Transparency International: Progress Made in Fight Against Foreign Bribery, But Efforts Still Remain Inadequate

July 29th, 2010

Denmark, Italy and United Kingdom Advance Toward Active Enforcement; 20 of 36 Signatories Doing Little to Nothing to Enforce Ban on Foreign Bribery

Transparency International released its 2010 report on enforcement of the OECD Anti-Bribery Convention yesterday.

A number of countries were applauded for their efforts to enforce a ban on foreign bribery in a report released yesterday by Transparency International (TI). Yet many countries are still not doing enough, if anything at all. The report looks at how well the 32 OECD member countries and non-members are complying with the OECD Anti-Bribery Convention, which establishes legally binding standards and measures to deter foreign bribery of officials through international business transactions.

The report classifies countries into three categories: active, moderate and little to no enforcement. Placement is based on the number and importance of criminal prosecutions, civil actions and judicial investigations that have been carried out by each country.

Seven countries, which represent about 30 percent of world exports, are reported as having substantially deterred foreign bribery. Denmark, Germany, Italy, Norway, Switzerland, the United Kingdom and the United States make up this group, which increased by three countries from the previous year.

Nine countries are considered moderate enforcers and represent about 21 percent of world exports. This group, which includes G8 members France and Japan, is doing some, but still not enough, to deter foreign bribes from taking place.

However, the main concern is that 20 countries are still classified as having little to no enforcement. This is the largest of the three groups. The report found this to be the “most disappointing finding,” especially with G8 member Canada falling into this cluster. These countries, which represent 15 percent of world exports, have shown little progress over the past five years, threatening the Convention’s future.

“This is deeply disturbing because companies in these countries will feel little or no constraint about foreign bribery, and many are not even aware of the OECD Convention,” the report states. “Governments in these countries have failed to meet the Convention’s commitment for collective action against foreign bribery.”

Like similar agreements, the Anti-Bribery Convention’s effectiveness heavily depends on the ability of all parties to pull their weight.

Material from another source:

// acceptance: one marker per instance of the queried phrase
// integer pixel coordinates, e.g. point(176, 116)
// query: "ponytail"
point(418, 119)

The efforts of the seven countries who are successfully curtailing foreign bribery (or at least more so than the others) can only accomplish so much if bribery can still go on unhampered in more than 20 countries. The current economic situation is not helping either. “The risk of backsliding is particularly acute during a time of recession, when competition for limited orders is intense,” reports TI.

The progress report came to a rather bleak conclusion. The lackluster progress by most members is putting the success of the entire Convention in jeopardy. Only 7 of the 38 parties are actively enforcing deterrent measures, which is far from the goals set forth by the Convention. The current situation is “unstable,” and the Convention risks losing the momentum it does have “unless enforcement is sharply increased.”

TI identified political will, or lack thereof, as the primary factor threatening the Convention’s continued success. Practices that cause this, such as failure to provide funding or political obstruction of investigations, must be “forcefully confronted,” and soon.

Some in the NGO community feel the convention is only one  part of the solution to curtailing corruption in the international arena.  Raymond Baker, director of Global Financial Integrity, a Washington, DC-based research and advocacy group promoting financial transparency, said “for too long, the international community has ham-strung itself in the battle against corruption – adopting the single-pronged approach of prosecution as deterrent. If the OECD and world leaders want to get serious about addressing this issue, they’ll adopt transparency measures intended to prevent corruption before it ever happens.”  Baker and his allies are pressuring the G20 Working Group on Corruption to highlight prevention in addition to prosecution in the lead-up to November’s G20 Summit in Seoul.

TI’s report put forth a series of recommendations for continuing improvement. These include:

  • Specialized staffs should handle foreign bribery cases. Investigating and prosecuting these cases are hard and time-consuming, so it is unrealistic to place the burden on local prosecutors.
  • All major exporters, such as China, India and Russia, need to be heavily encouraged by the Secretary-General and the Ministerial Council.
  • Efforts to raise public awareness about foreign bribery should focus on those countries categorized as having little to no enforcement. Industry sectors, such as defense procurement and extractive industries, which are overrun with corruption also, need to be targeted.

Despite signs of improvement in some of the world’s largest economies, there is a considerable imbalance in effective enforcement of the Anti-Bribery Convention. Those countries that are lagging behind with complying to the Convention must be pressured to do better. A strong stance needs to be taken against foreign bribery, and the collapse of the Convention would not be sending that message.